Another counter-measure, which Amazon is already pursuing, is to bring its retail partners deeper into the Amazon fold. The company reported this week that it would be improving its Web Store suite, a self-service toolset used by partners to run their sites. It's also improving its SNS system, short for Simple Notification Service, which helps retailers communicate with customers.
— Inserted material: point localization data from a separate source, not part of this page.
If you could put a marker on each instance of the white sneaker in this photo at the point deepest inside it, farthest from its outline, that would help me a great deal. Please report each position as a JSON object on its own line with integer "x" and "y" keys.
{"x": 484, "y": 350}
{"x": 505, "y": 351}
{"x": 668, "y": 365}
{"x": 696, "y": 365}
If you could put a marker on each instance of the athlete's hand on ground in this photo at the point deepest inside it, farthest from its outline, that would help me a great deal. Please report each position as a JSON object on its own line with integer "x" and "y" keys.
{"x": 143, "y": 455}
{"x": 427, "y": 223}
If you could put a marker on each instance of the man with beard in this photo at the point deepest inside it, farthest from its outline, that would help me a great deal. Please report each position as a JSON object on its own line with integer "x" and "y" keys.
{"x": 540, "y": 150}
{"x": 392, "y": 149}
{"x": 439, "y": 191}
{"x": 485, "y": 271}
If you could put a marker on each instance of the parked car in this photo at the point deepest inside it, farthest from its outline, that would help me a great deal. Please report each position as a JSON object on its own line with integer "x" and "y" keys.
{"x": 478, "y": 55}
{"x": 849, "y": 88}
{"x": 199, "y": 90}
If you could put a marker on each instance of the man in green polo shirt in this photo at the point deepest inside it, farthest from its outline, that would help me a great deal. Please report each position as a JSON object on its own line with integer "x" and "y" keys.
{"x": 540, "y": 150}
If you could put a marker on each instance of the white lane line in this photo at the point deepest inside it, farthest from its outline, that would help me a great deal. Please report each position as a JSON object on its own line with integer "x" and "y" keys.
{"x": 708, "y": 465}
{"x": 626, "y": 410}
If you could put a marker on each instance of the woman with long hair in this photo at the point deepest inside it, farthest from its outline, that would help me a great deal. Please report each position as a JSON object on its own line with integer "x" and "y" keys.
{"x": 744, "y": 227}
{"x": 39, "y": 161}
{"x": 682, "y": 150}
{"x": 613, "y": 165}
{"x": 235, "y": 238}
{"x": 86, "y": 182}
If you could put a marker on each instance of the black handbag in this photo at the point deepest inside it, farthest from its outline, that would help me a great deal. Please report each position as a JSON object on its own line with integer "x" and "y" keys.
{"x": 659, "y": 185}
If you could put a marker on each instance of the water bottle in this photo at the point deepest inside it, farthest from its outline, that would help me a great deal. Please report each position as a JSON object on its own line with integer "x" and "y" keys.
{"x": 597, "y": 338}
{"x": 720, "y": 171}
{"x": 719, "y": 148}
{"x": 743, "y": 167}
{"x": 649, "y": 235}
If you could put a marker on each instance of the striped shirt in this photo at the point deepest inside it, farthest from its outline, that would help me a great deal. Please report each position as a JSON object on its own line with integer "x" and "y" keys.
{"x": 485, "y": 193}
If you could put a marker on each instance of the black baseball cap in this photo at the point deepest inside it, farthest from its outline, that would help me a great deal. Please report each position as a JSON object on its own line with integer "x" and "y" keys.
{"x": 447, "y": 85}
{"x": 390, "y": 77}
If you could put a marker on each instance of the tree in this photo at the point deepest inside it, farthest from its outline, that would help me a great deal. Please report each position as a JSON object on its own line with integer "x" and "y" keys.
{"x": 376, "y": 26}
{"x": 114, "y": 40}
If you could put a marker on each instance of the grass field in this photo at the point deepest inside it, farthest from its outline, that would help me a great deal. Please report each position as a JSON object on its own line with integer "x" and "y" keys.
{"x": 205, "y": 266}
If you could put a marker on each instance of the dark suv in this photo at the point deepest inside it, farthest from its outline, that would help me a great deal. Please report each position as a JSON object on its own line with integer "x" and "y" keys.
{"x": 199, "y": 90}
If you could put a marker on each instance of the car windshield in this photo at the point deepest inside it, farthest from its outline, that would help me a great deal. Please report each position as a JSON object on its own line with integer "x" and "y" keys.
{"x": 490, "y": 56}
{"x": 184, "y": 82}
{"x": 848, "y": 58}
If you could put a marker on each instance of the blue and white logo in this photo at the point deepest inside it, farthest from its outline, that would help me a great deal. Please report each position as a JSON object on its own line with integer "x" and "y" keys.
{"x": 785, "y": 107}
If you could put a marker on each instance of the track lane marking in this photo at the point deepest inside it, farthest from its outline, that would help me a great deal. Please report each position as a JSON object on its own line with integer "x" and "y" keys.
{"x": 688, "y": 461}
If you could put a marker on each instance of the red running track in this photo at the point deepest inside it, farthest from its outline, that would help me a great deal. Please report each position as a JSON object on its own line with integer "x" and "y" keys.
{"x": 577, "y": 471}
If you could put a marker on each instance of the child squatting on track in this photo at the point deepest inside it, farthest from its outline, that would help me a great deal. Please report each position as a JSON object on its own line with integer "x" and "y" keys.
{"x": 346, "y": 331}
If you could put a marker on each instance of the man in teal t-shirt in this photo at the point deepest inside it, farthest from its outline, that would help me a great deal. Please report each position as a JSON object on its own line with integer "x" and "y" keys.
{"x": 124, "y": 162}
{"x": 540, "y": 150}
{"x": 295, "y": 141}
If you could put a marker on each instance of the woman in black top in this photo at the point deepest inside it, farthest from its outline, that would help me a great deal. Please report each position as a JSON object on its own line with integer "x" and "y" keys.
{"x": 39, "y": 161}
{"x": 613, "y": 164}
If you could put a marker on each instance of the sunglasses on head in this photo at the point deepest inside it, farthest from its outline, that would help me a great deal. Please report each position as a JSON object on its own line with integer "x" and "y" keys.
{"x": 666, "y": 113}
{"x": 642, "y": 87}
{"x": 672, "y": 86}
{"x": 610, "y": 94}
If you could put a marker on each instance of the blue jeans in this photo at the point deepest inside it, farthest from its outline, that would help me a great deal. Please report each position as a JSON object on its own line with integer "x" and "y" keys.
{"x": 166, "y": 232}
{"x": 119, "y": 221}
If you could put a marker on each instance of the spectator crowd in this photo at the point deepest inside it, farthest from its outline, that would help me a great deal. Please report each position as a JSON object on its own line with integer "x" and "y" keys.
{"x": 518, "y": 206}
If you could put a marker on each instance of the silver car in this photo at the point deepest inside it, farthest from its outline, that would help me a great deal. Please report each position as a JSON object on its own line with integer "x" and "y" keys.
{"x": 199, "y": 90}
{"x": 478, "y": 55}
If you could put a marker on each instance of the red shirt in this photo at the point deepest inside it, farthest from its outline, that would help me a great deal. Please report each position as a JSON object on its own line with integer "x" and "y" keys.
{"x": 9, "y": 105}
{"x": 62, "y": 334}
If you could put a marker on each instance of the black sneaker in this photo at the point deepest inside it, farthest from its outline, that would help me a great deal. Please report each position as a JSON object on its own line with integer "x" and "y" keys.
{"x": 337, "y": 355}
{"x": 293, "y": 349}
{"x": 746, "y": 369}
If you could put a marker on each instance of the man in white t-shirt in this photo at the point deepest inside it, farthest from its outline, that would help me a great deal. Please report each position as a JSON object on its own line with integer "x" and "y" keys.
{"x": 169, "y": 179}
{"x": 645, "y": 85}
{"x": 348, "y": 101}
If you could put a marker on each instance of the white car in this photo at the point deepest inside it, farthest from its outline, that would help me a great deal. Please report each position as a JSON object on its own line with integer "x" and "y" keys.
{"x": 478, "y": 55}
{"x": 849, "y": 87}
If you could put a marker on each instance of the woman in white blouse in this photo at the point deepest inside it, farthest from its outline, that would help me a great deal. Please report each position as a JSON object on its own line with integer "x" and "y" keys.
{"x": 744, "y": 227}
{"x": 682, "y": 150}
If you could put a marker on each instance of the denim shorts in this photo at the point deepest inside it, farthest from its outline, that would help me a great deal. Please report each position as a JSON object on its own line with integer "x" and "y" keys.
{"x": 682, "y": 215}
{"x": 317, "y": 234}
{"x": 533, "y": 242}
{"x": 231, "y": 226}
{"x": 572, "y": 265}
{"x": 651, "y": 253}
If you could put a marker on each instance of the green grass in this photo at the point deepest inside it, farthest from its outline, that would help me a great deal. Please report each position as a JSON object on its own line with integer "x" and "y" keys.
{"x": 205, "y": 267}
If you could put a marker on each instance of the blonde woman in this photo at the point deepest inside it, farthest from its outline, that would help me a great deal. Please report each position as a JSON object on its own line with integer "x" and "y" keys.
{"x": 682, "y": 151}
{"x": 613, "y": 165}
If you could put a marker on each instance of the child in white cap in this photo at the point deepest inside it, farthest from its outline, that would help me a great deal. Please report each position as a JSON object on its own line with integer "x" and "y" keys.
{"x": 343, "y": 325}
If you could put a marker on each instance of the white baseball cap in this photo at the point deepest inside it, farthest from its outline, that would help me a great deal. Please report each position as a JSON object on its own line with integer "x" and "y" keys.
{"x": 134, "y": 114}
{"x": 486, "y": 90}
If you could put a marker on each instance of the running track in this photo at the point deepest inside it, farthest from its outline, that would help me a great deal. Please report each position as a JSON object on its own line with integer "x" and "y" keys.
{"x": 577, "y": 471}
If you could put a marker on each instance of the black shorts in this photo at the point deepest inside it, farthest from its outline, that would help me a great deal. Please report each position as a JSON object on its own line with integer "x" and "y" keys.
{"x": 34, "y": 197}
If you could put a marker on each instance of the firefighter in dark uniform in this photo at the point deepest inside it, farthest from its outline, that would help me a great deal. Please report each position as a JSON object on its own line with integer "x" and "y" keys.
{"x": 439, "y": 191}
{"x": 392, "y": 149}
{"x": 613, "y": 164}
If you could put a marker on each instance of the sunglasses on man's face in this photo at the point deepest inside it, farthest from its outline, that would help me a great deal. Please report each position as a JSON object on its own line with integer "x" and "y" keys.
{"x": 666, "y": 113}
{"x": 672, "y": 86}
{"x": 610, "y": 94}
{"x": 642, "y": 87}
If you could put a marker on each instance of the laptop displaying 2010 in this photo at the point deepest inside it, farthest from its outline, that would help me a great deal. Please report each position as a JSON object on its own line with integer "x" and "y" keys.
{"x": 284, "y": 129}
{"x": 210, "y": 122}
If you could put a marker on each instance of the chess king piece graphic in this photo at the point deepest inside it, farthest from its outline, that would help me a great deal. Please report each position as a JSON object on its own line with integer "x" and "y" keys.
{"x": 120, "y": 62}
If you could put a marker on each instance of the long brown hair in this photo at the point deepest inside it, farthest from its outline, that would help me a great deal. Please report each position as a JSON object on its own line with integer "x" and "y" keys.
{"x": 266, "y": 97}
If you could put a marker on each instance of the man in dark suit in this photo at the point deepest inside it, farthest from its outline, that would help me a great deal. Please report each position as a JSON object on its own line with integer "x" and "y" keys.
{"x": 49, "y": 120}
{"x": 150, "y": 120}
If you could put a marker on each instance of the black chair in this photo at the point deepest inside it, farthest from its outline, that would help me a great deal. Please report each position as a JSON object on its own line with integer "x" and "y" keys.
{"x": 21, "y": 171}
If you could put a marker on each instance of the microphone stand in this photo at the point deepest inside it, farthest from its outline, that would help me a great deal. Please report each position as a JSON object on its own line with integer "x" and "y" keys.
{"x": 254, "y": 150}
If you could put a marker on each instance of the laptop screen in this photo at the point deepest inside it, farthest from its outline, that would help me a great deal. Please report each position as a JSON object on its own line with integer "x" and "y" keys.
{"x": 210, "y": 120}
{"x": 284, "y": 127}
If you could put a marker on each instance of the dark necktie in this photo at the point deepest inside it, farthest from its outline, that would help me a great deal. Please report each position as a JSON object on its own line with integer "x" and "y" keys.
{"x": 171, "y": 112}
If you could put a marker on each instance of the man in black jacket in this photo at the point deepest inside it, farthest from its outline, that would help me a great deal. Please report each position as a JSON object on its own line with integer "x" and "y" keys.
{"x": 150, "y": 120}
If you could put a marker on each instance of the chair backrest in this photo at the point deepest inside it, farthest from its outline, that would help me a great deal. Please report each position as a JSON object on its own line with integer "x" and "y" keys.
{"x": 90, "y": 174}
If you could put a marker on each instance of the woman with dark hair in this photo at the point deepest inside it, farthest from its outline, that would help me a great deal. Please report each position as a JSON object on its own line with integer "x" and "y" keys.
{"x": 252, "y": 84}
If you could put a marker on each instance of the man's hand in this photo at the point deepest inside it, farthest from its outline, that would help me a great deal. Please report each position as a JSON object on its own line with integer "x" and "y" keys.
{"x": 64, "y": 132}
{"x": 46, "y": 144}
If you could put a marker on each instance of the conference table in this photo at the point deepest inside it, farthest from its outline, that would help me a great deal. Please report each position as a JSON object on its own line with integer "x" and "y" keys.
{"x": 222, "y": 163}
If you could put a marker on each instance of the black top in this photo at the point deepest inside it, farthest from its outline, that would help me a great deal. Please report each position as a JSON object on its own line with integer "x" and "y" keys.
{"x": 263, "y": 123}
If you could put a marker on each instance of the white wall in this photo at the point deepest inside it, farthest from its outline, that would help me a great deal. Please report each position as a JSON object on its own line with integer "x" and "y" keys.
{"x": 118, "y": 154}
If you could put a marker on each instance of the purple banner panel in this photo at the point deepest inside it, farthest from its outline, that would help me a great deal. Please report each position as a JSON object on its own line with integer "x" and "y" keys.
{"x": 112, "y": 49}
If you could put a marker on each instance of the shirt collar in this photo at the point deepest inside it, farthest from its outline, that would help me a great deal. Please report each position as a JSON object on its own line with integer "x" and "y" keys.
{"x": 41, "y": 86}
A last-ditch option is to find new conduits for sales. The Kindle could be a much better vehicle for selling media -- not just books, but music and movies, too. (E-ink screens are quickly becoming more proficient at presenting moving images and color, while maintaining their outdoor readability and low power consumption, so the hardware is not an issue). A slicker multimedia Kindle could easily vault to iTunes-level sales with such a powerful buying infrastructure as Amazon's behind it. The iPad has already set the precedent for such a device; a tablet done Amazon-style (minimalist, durable and light) would boast real competitive gravity. Look for Amazon to be digging into its $2.32 billion free cash flow -- up 62% over last year -- for some serious R&D.